Question

find an equation for the perpendicular bisector of the line segment whose endpoints are (-1, -1) and (9, -5).

Explanation:

Step1: Find the mid - point of the line segment

The mid - point formula for two points $(x_1,y_1)$ and $(x_2,y_2)$ is $(\frac{x_1 + x_2}{2},\frac{y_1 + y_2}{2})$.
For points $(-1,-1)$ and $(9,-5)$, the mid - point $M$ is $(\frac{-1 + 9}{2},\frac{-1+( - 5)}{2})=(4,-3)$.

Step2: Find the slope of the line segment

The slope formula for two points $(x_1,y_1)$ and $(x_2,y_2)$ is $m=\frac{y_2 - y_1}{x_2 - x_1}$.
For points $(-1,-1)$ and $(9,-5)$, the slope $m_1=\frac{-5-( - 1)}{9-( - 1)}=\frac{-4}{10}=-\frac{2}{5}$.

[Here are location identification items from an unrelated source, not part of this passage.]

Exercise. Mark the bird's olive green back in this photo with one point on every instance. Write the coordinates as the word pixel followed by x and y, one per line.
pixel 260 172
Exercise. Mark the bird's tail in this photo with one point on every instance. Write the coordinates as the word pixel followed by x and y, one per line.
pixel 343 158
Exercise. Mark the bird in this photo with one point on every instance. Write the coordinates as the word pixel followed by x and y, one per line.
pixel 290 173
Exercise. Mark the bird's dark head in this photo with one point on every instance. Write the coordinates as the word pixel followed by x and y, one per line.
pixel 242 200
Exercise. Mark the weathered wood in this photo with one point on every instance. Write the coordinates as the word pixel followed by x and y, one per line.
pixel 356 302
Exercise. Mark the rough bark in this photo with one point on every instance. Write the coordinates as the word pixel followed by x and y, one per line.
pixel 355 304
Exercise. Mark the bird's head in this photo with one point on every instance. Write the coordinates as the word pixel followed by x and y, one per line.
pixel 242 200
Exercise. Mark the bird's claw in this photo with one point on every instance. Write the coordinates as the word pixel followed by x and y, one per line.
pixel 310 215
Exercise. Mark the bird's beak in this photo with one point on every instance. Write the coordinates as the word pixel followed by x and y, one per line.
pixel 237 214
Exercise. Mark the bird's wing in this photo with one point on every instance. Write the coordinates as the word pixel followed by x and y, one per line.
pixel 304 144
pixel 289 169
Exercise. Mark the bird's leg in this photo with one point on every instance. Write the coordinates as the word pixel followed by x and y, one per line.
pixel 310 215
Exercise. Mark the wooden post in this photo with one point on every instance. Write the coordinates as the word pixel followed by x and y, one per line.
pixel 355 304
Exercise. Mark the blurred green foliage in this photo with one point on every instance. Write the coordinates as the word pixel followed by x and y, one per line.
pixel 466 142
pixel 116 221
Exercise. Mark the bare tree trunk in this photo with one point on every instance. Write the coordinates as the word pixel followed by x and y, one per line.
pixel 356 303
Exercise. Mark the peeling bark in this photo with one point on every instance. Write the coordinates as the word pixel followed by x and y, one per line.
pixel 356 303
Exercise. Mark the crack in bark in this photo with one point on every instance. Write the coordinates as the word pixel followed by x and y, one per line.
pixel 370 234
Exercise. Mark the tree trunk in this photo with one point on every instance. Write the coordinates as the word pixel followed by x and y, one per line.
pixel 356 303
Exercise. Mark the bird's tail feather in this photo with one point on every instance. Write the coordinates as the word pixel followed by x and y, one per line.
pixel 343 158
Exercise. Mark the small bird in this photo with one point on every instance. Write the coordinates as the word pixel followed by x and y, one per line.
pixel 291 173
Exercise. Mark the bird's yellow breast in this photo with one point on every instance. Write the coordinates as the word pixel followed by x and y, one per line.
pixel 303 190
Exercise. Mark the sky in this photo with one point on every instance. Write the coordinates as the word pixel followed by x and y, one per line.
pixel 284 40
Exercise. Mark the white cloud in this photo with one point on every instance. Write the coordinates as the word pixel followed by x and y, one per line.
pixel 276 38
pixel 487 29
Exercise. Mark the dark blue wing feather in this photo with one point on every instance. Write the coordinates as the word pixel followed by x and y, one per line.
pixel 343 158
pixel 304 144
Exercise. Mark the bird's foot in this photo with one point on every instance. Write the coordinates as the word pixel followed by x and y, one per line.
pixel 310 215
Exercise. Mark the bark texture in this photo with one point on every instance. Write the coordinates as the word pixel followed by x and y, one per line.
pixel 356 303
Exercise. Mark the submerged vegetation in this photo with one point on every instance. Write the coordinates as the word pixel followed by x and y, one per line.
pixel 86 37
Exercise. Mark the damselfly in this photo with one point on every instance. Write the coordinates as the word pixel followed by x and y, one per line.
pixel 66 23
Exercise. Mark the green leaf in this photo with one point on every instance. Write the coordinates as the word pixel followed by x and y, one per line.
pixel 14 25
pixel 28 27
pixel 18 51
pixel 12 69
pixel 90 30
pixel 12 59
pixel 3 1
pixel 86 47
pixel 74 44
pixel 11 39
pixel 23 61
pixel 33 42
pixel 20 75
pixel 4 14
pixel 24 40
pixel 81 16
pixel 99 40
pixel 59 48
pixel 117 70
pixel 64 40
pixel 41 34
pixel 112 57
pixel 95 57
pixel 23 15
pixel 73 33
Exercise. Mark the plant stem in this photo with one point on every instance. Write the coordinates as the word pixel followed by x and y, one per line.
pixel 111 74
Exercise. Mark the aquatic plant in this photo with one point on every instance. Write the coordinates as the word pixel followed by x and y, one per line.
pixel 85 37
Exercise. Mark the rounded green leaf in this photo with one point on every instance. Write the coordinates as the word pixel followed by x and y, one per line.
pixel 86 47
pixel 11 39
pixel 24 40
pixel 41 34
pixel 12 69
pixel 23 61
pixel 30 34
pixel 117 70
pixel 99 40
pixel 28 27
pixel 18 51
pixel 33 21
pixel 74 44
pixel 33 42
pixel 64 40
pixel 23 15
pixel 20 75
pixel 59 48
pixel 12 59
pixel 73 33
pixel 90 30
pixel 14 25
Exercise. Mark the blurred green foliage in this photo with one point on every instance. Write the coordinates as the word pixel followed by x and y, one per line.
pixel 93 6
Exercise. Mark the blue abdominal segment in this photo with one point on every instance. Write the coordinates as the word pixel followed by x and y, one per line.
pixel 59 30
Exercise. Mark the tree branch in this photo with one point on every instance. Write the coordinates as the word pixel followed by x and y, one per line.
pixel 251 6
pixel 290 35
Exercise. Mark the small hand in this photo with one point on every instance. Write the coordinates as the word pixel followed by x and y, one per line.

Step3: Find the slope of the perpendicular bisector

If two lines are perpendicular, the product of their slopes is $- 1$. Let the slope of the perpendicular bisector be $m_2$. Then $m_1\times m_2=-1$.
Since $m_1 = -\frac{2}{5}$, we have $-\frac{2}{5}\times m_2=-1$, so $m_2=\frac{5}{2}$.

Step4: Find the equation of the perpendicular bisector

Use the point - slope form of a line $y - y_0=m(x - x_0)$, where $(x_0,y_0)$ is the mid - point $(4,-3)$ and $m=\frac{5}{2}$.
$y-( - 3)=\frac{5}{2}(x - 4)$
$y + 3=\frac{5}{2}x-10$
$y=\frac{5}{2}x-13$

Answer:

$y=\frac{5}{2}x - 13$